Setting a module select policy allows one actor to STEAL jobs from other actors. This is meant for load balancing only and should not be a right usable by normal modules. This should be a privileged operation explicitly permitted to an actor through the /etc/mattockfs.json config.

C++ language bindings.

Write ports of the base API to C++ Next to Python, C++ should be
considered an important language for writing modules in.
The current Python wrapper API for access to the file-system based
archive and messaging API should also be ported to C++

Eventloop class for python API

Need to extend Python-API with a multi-mountpoint eventloop Class that has hooks for the main higher level API functions (but does not implement them).

Kickstarting as privileged operation.

Kickstarting creates jobs and data out of thin air from the S0 job.

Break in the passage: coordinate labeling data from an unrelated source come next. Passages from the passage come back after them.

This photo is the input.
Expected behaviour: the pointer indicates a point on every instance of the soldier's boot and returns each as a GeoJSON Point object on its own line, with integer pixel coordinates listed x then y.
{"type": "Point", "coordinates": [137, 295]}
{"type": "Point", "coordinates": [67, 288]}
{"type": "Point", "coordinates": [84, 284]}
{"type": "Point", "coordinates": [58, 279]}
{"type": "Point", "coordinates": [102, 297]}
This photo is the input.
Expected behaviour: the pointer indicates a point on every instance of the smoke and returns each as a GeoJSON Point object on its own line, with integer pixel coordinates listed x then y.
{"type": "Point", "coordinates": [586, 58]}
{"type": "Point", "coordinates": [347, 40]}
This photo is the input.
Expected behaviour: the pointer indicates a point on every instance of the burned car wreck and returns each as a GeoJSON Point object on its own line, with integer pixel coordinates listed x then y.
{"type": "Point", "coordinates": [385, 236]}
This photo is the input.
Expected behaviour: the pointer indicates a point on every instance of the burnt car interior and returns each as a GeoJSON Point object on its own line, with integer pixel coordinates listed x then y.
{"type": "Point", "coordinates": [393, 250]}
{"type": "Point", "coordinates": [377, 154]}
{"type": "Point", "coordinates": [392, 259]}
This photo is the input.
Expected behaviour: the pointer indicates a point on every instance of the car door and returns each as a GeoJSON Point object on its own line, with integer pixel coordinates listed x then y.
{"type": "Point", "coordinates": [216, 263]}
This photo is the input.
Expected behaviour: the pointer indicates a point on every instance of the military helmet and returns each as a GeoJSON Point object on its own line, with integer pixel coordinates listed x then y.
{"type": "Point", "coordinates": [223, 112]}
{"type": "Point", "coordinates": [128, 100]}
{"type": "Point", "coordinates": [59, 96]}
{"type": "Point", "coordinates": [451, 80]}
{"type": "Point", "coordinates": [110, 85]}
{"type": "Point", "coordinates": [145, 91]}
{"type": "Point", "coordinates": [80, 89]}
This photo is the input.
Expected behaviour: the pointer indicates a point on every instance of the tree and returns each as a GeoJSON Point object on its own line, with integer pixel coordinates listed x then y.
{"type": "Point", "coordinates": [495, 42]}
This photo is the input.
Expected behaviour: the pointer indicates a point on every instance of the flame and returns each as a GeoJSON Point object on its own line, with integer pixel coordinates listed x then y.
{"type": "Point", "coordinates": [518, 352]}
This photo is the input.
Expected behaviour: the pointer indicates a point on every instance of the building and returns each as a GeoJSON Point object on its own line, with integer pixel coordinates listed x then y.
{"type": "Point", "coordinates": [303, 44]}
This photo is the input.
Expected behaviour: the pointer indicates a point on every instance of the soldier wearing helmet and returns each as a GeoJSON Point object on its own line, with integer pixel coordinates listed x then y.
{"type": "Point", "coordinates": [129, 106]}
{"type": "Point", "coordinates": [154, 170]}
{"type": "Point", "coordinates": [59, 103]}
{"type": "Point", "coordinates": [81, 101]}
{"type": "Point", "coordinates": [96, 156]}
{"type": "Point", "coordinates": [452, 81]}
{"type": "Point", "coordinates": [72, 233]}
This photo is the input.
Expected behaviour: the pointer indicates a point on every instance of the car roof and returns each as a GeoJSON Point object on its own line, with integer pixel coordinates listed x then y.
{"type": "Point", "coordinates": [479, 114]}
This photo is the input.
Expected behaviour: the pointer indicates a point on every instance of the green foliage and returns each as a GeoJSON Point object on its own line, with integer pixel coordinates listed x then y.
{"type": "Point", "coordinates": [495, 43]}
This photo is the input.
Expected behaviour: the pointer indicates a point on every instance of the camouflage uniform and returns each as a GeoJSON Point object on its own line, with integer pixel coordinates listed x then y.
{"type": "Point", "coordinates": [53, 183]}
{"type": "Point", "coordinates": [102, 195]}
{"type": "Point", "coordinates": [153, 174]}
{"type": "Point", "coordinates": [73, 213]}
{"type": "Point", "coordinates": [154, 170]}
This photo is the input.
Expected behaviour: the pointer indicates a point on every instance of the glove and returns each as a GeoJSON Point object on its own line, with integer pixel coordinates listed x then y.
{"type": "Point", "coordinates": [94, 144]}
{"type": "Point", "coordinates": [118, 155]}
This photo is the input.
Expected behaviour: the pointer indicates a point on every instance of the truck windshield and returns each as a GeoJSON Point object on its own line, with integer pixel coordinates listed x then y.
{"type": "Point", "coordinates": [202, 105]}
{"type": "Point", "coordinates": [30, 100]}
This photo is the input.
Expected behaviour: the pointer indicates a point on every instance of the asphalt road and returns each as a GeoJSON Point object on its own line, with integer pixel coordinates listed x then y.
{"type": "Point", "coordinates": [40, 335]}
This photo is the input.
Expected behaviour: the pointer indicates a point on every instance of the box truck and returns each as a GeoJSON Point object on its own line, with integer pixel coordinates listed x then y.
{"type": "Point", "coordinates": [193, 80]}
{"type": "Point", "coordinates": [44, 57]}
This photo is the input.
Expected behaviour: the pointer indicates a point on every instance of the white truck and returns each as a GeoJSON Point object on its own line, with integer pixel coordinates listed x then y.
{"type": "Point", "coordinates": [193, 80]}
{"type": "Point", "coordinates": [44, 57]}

This should be a privileged operation explicitly permitted to an actor through the /etc/mattockfs.json config.

STEEM MerkleTree root posting deamon.

MattockFS will log full Merkle tree JSON representations to per-mountpoint Merkle tree logs.
For integrity purposes, we want a daemon to tail the logs and place the Merkle tree root hashes as memo into STEEM transactions.

The STEEM account and key, transaction size, currency (STEEM or SBD) should be configurable in a config JSON, but the transactions shall default to a 0.01 STEEM targeted at the @null account.

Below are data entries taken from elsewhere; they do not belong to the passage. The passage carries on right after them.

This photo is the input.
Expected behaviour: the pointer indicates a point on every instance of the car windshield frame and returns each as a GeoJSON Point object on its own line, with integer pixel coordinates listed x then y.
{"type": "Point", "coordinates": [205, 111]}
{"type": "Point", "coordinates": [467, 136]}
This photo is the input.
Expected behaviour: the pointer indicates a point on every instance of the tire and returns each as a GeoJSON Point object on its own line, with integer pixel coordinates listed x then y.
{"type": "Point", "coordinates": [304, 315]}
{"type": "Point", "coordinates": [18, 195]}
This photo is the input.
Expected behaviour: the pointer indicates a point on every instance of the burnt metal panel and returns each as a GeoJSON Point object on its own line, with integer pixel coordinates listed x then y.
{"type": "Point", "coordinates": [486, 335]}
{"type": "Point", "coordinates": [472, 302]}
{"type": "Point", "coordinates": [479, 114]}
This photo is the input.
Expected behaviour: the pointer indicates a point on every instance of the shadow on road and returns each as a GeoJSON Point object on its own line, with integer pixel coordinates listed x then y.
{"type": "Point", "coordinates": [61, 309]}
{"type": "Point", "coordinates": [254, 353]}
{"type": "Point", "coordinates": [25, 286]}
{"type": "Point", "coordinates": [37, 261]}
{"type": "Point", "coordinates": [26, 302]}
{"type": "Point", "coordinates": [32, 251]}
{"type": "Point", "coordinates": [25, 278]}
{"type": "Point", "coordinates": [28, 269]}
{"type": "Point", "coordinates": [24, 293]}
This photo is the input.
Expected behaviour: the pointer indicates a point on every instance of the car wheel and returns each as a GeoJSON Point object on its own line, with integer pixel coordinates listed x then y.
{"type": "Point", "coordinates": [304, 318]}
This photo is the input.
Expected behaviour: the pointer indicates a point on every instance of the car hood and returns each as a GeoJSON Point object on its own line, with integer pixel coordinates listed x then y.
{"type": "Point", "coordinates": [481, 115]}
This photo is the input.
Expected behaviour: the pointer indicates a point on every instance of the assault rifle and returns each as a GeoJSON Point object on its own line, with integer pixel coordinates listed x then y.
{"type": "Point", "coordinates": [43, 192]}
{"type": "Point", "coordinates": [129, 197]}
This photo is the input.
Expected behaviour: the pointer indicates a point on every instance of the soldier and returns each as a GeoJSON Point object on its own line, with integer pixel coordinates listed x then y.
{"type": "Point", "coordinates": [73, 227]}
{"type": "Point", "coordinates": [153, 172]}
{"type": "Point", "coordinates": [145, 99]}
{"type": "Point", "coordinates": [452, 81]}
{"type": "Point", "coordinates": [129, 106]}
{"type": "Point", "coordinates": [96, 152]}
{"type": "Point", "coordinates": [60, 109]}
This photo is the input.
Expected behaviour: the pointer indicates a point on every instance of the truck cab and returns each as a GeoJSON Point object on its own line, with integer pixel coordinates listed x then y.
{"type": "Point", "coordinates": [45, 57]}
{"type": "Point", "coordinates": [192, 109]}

BLAKE2BP, multi-core version of BLAKE2

The current implementation uses a Python module without support for the parallel multi-core BLAKE2bp implementation. With just one file-system on a node for a given archive, this would mean at most one core could be working on opportunistic hashing for the whole node, possibly creating a hashing bottleneck for the system. Implementing BLAKE2bp, either by patching the BLAKE2 python module code, or by moving to C++ and appropriate library could remove that potential bottleneck.

Secondary Opportunistic hashing

Implement and evaluate secondary opportunistic hashing : Secondary
incore based opportunistic hashing could potentially greatly improve
the interaction between carving and opportunistic hashing. This feature
should be enabled only explicitly for specific modules in the config.